Last year’s Ash Wednesday was near the end of February. The weekend after Lent began, we met our friends, Jane and her husband, in Times Square for dinner and a musical. Wow—were we innocent, or naïve? We had begun hearing about a virus, but it still seemed somewhere over there. No qualms about riding in an elevator to the hotel’s rooftop rotating bar, jammed in with dozens of unmasked people. Coughing in a crowd seemed like a joke, not a threat. Up close and personal with humanity — from buying tickets for “Jersey Boys” to packed restrooms, and breathing others’ air on the sidewalk, theater, train, airport people-mover, and airplane.
We didn’t know at the time, but COVID-19 had already begun its East Coast rampage, with ground zero located around New York City and Westchester County. As I look back, I think how lucky, and how stupid we were.
During this year of COVID, it’s been like the movie “Groundhog’s Day: Lent edition,” Lent without end. Many have been carrying heavy burdens and facing a dark night of the soul.
The virus has made us hermits, living in isolation.
Instead of sackcloth, we wear masks as a sign of penitence.
We anoint ourselves with hand sanitizer.
We’ve lived through the liturgical calendar’s “Ordinary Time,” but there’s been nothing ordinary about the time.
And now, Lent again. Instead of a reprieve and reset, this Lent feels like it’s just piling on. I remember childhood Lents as a time of giving up, usually something tangible like soda or candy. There’s been a lot of giving up already – for all of us, our freedom to move about freely; but for many it’s been a giving up of health, loved ones, or job.
Be that as it may, Lent starts this week with its 40 days of preparation for Easter. How can we mark this transitional time between winter and spring, as we anticipate rolling away the stone in early April?

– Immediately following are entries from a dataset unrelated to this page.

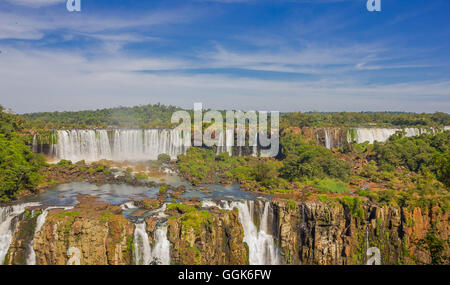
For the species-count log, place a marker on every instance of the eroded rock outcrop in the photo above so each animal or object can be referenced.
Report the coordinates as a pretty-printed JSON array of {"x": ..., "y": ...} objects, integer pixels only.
[
  {"x": 315, "y": 232},
  {"x": 212, "y": 236},
  {"x": 94, "y": 232}
]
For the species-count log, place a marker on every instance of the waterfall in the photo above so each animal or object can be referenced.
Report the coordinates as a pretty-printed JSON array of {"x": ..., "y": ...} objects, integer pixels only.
[
  {"x": 119, "y": 145},
  {"x": 255, "y": 145},
  {"x": 31, "y": 258},
  {"x": 34, "y": 147},
  {"x": 261, "y": 244},
  {"x": 225, "y": 144},
  {"x": 8, "y": 224},
  {"x": 382, "y": 134},
  {"x": 145, "y": 254},
  {"x": 327, "y": 139}
]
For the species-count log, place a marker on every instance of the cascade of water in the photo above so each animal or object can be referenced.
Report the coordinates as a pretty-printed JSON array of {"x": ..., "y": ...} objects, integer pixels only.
[
  {"x": 8, "y": 225},
  {"x": 34, "y": 146},
  {"x": 327, "y": 139},
  {"x": 255, "y": 145},
  {"x": 161, "y": 249},
  {"x": 229, "y": 141},
  {"x": 128, "y": 205},
  {"x": 142, "y": 247},
  {"x": 261, "y": 244},
  {"x": 145, "y": 254},
  {"x": 31, "y": 258},
  {"x": 383, "y": 134},
  {"x": 220, "y": 143},
  {"x": 94, "y": 145}
]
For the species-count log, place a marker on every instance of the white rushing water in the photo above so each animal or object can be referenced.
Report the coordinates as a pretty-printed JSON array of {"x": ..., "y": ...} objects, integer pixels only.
[
  {"x": 327, "y": 139},
  {"x": 261, "y": 244},
  {"x": 382, "y": 134},
  {"x": 146, "y": 254},
  {"x": 225, "y": 144},
  {"x": 8, "y": 225},
  {"x": 119, "y": 145},
  {"x": 31, "y": 258}
]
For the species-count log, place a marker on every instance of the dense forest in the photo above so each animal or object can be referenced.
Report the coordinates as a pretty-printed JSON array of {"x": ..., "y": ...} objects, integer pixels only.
[
  {"x": 146, "y": 116},
  {"x": 19, "y": 167},
  {"x": 158, "y": 116}
]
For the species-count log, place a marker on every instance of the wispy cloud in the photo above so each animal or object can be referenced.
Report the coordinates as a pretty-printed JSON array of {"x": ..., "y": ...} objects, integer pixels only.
[{"x": 36, "y": 3}]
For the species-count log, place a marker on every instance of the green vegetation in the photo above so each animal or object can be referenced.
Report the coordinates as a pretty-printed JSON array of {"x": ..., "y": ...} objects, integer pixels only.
[
  {"x": 145, "y": 116},
  {"x": 353, "y": 119},
  {"x": 19, "y": 167},
  {"x": 165, "y": 158},
  {"x": 435, "y": 246},
  {"x": 304, "y": 160},
  {"x": 332, "y": 186}
]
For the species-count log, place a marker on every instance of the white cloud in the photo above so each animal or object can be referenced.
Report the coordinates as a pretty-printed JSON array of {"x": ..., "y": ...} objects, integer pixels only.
[
  {"x": 39, "y": 81},
  {"x": 36, "y": 3}
]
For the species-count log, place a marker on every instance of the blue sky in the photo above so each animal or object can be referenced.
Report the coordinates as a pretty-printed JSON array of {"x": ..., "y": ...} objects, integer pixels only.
[{"x": 298, "y": 55}]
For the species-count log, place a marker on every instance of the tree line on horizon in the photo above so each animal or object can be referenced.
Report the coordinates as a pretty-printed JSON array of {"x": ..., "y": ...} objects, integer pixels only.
[{"x": 159, "y": 116}]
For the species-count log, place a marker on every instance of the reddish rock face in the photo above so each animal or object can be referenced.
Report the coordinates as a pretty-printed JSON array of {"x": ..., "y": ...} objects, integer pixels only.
[
  {"x": 95, "y": 230},
  {"x": 320, "y": 233}
]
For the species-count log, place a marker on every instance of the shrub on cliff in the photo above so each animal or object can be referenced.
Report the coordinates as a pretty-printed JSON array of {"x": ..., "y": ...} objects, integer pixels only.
[
  {"x": 164, "y": 158},
  {"x": 19, "y": 167},
  {"x": 303, "y": 160}
]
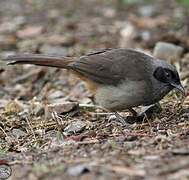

Be intentional: Maybe start with something fun. Create a personal altar. Find items to display that symbolize your resolve to be transformed. Perhaps, you’ll adopt one of the tried-and-true Lenten disciplines: fast, pray, give.
Be hopeful: With vaccine distribution ramping up, by Easter we may be well on our way to tamping down COVID’s flames. There will always be things we can’t control, so look at what you can change.
Be thankful: Focus on things to be grateful for. Take Meister Eckhart’s suggestion to heart: “If the only prayer you ever say in your entire life is thank you, it will be enough.”
Reframe the traditional disciplines:
Fast: If you decide on abstaining, see giving up as making space for something new to be born, a release instead of penance.
Pray: Pause to reevaluate perspective and reorient on your true north. Based on ongoing discernment, reorder your priorities. Disengage briefly from the world’s noise by scheduling time for contemplation, whether that means going for a walk or savoring a cup of tea.
Give yourself a break: Figure out what feeds your soul. Treat yourself with compassion. Do unto yourself as you do unto others.
Whatever Lenten promise you decide on, be deliberate. Choose just one thing. Commit wholeheartedly. And if it makes your soul sing, print out a Lenten calendar and mark the sign of the cross on each block as you celebrate “mission accomplished.”